Serum epitope mapping of heterologous strains was performed as previously described62,63 with minor modifications. Briefly, a peptide library of overlapping peptides (15-mers overlapping by 12), covering 7 full-length HIV-1 gp160 Env consensus sequences (clades A, B, C, and D, group M, CRF1, and CRF2) and 6 vaccine and laboratory strain gp120 sequences (A244_AE, TH023_AE, MN_B, 1086_C, TV1_C, and ZM651_C), was printed onto epoxy glass slides (JPT Peptide Technologies GmbH, Germany). Microarray binding was performed using the HS4800 Pro Hybridization Station (Tecan, Männedorf, Switzerland). All arrays were blocked with blocking buffer (PBS+1% milk+5% normal goat serum+0.05% Tween-20) for 1 h at 30 °C, followed by a 2 h of incubation at 30 °C with sera diluted 1:50 in blocking buffer.

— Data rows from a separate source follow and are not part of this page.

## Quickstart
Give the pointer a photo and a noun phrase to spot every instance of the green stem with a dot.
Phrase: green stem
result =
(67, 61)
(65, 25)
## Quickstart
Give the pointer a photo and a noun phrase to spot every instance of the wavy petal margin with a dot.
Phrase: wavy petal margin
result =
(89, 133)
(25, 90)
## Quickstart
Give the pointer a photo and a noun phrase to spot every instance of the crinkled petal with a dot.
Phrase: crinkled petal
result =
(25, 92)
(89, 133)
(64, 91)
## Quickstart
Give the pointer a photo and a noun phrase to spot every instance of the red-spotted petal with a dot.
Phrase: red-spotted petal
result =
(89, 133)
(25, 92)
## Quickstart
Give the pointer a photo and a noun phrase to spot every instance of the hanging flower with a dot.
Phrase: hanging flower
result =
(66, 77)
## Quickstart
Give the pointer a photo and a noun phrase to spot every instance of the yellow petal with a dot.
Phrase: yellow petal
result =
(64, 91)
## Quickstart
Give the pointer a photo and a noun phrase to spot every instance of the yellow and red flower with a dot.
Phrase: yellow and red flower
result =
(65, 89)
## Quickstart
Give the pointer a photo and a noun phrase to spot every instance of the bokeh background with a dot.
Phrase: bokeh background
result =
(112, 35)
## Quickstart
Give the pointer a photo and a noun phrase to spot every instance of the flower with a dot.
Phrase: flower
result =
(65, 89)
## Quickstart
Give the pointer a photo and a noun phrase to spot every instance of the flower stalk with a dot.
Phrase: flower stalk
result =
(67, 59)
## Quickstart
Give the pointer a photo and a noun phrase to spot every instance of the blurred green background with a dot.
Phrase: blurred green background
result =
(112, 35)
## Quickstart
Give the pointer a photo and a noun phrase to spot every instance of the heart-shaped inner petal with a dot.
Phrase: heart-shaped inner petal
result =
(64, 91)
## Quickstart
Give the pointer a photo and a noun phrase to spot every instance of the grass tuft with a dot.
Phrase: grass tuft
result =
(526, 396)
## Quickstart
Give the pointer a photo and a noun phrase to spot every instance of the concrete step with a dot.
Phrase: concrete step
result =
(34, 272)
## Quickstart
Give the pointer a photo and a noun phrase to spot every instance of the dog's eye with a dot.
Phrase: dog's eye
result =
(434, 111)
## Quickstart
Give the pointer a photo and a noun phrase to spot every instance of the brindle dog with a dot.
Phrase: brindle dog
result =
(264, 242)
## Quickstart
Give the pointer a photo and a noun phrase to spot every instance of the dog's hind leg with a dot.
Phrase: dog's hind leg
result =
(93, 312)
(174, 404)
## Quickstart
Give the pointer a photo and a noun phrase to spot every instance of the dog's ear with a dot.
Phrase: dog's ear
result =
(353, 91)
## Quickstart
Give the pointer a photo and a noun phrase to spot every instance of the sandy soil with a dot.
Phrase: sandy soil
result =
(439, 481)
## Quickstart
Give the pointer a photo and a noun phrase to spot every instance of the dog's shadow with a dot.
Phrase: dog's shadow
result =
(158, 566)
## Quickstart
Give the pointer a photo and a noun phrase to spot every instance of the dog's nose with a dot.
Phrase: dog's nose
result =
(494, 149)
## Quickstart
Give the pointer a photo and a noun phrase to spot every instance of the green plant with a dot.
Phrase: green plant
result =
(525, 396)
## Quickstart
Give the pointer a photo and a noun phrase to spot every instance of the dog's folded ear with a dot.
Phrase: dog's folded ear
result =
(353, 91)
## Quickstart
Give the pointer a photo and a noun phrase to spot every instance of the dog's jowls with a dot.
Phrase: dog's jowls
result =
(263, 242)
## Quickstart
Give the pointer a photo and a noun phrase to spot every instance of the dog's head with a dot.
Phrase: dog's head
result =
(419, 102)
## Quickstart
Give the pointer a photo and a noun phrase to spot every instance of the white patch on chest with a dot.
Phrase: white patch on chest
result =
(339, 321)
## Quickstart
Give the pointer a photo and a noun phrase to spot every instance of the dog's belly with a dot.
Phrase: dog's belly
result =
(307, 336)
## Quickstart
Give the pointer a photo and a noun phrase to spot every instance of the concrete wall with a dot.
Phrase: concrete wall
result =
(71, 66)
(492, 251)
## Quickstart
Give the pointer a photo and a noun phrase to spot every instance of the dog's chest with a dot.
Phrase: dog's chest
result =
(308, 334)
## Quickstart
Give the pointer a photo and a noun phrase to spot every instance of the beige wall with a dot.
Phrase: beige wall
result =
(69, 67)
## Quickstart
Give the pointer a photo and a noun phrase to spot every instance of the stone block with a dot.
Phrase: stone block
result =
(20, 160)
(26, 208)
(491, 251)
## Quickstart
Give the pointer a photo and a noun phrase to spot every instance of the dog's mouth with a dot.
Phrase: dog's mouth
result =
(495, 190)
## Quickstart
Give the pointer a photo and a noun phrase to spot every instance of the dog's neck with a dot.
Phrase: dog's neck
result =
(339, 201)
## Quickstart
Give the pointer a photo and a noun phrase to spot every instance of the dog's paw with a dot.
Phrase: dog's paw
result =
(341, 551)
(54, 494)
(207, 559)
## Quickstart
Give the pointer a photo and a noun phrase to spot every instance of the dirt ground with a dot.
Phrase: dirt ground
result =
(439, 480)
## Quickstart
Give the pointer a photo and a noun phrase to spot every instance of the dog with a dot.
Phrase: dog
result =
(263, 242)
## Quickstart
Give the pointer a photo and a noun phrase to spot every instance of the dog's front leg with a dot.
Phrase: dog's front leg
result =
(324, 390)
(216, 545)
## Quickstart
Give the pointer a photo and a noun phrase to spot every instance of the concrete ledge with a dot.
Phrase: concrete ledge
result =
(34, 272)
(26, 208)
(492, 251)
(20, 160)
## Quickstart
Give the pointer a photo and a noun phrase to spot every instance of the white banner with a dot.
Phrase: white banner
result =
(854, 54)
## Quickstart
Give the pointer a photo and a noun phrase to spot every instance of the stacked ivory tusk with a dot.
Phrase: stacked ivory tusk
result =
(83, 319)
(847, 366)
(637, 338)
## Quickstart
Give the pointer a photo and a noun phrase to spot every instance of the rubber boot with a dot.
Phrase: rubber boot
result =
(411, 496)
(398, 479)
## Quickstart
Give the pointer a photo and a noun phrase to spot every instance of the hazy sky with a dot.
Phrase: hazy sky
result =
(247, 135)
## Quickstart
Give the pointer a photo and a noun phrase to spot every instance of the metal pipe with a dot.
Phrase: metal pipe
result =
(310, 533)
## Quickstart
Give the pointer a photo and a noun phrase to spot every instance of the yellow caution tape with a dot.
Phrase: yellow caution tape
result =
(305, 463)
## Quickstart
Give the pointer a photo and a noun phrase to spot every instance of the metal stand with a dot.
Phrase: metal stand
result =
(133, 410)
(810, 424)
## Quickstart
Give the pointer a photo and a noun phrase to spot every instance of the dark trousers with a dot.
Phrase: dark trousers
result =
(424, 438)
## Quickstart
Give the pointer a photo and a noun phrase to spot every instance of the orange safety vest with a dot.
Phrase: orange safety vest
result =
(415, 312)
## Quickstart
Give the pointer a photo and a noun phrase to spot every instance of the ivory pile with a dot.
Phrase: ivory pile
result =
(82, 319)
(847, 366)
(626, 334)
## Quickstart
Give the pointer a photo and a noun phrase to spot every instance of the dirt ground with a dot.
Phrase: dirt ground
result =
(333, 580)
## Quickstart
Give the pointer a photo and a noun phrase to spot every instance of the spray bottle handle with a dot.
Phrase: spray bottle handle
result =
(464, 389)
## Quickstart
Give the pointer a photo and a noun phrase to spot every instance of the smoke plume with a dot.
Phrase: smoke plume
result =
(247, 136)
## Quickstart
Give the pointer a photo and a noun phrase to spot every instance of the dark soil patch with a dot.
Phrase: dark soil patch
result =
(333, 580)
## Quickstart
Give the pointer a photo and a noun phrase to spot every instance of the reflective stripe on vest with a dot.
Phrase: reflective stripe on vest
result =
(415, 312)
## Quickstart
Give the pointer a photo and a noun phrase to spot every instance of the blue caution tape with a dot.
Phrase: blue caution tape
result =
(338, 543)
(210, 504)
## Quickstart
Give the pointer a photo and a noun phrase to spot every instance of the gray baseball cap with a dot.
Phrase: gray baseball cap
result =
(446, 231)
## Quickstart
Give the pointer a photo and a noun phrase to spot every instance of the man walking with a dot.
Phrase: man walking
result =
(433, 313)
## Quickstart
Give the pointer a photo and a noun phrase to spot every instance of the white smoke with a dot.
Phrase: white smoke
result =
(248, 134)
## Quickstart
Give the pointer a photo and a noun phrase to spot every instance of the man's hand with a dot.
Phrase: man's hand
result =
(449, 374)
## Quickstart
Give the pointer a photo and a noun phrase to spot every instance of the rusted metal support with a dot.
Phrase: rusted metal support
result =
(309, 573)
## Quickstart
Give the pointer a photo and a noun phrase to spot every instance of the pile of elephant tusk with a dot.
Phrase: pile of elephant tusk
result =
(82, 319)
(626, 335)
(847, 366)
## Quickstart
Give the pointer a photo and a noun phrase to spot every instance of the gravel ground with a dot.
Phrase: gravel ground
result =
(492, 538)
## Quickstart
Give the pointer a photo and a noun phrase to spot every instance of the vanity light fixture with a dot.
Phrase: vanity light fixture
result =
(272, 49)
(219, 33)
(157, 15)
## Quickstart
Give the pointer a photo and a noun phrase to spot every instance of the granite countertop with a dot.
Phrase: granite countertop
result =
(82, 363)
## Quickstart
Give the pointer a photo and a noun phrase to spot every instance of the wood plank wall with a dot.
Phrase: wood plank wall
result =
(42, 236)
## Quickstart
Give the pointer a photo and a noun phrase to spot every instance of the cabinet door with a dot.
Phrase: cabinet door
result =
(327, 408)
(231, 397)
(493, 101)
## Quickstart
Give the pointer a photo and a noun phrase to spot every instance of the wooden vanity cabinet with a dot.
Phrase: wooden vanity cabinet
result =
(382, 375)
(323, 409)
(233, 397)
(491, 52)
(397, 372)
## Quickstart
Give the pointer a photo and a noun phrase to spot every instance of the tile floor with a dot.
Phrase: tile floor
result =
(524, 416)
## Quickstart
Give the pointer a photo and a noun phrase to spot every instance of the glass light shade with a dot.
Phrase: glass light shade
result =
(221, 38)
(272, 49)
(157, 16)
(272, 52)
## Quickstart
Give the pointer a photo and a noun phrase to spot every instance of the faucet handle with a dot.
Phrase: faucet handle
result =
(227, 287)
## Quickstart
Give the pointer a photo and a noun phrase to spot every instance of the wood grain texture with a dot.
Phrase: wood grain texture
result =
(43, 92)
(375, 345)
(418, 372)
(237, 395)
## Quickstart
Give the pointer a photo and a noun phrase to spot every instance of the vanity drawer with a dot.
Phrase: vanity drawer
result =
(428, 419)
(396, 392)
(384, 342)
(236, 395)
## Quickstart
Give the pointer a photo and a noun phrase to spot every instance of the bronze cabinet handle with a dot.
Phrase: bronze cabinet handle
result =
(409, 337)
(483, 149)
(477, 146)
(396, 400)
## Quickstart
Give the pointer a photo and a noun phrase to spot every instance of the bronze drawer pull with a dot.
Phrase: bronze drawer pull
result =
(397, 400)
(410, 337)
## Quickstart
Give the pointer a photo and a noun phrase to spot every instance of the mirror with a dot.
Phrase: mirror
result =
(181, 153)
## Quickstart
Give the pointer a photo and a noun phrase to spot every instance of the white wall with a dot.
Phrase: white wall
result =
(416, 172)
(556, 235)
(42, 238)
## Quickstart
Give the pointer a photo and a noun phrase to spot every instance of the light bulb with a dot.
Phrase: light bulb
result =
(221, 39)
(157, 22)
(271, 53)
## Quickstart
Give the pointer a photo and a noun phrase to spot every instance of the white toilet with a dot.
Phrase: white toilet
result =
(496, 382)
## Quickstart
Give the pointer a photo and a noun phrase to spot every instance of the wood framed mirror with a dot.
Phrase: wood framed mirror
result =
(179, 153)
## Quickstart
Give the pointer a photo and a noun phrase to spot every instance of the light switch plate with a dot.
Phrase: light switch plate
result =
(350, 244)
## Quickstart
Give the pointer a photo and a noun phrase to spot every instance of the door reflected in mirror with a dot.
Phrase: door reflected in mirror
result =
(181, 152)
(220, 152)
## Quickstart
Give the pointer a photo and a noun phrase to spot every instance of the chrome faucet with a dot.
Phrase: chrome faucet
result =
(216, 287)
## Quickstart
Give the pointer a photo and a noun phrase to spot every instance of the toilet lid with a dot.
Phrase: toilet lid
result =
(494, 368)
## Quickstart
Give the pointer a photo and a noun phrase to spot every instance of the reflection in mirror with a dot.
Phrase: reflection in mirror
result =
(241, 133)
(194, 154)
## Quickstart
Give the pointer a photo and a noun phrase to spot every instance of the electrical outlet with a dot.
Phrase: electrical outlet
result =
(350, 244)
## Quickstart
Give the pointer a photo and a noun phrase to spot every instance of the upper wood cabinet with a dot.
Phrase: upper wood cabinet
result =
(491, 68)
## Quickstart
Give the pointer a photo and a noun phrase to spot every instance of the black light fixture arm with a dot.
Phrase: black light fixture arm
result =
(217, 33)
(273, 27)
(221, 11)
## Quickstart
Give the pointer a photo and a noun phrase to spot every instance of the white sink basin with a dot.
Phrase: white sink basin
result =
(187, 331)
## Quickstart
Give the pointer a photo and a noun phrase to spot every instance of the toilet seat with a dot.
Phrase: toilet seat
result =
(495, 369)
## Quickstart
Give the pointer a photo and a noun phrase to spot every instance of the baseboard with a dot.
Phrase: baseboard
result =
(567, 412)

Arrays were incubated for 45 min at 30 °C with goat anti-Hu IgG conjugated with DyLight649 (Jackson ImmunoResearch, PA) (1.5 µg mL−1 final concentration) diluted with blocking buffer. Washes between all steps were with PBS containing 0.1% Tween-20. Arrays were scanned at a wavelength of 635 nm using an Axon Genepix 4300 Scanner (Molecular Devices, Sunnyvale, CA, USA) at a PMT setting of 580, 100% laser power. Images were analyzed using Genepix Pro 7 software (Molecular Devices). Binding intensity of the post immunization serum to each peptide was corrected with its own background value, which was defined as the median signal intensity of the prebleed serum for that peptide plus 3 times the standard errors among the three subarray replicates present on each slide.

Vector detection in muscle biopsies

DNA and RNA were isolated from muscle after tissue homogenization using the SV Total RNA isolation system (Promega) following the manufacturer’ instructions for isolation of both DNA and RNA. Standard curves for total and integrated IDLV DNA quantification in monkey’s muscle biopsies were generated using serial dilutions of genomic DNA extracted from CMMT macaca mulatta cells (ATCC CRL-6299) stably transduced with a neomycin resistant integrase-competent lentiviral vector-expressing GFP (CMMT-LV-Neo). The reference gene β-actin was used as loading control. 50 ng of RNA extracted from mice thigh muscles were reverse transcribed with random examer using the ImProm-II™ Reverse Transcription System kit (Promega) following the manufacturer instructions. Complementary DNA was amplified using GFP- and β-actin-specific primers with AmpliTaq Gold™ 360 Master Mix (Thermo Fisher Scientific). The C26 murine cell line constitutively expressing GFP was used as a positive control (C26/GFP). RT minus reactions were performed to exclude the presence of contaminating vector DNA. PCR reactions were performed using the primer sets and conditions showed in Supplementary Table 3.

Statistical analysis

Comparisons between time points were made using the Wilcoxon signed-rank test because of the small sample size. All computations were made using SAS v9.4 (SAS Institute, Inc.).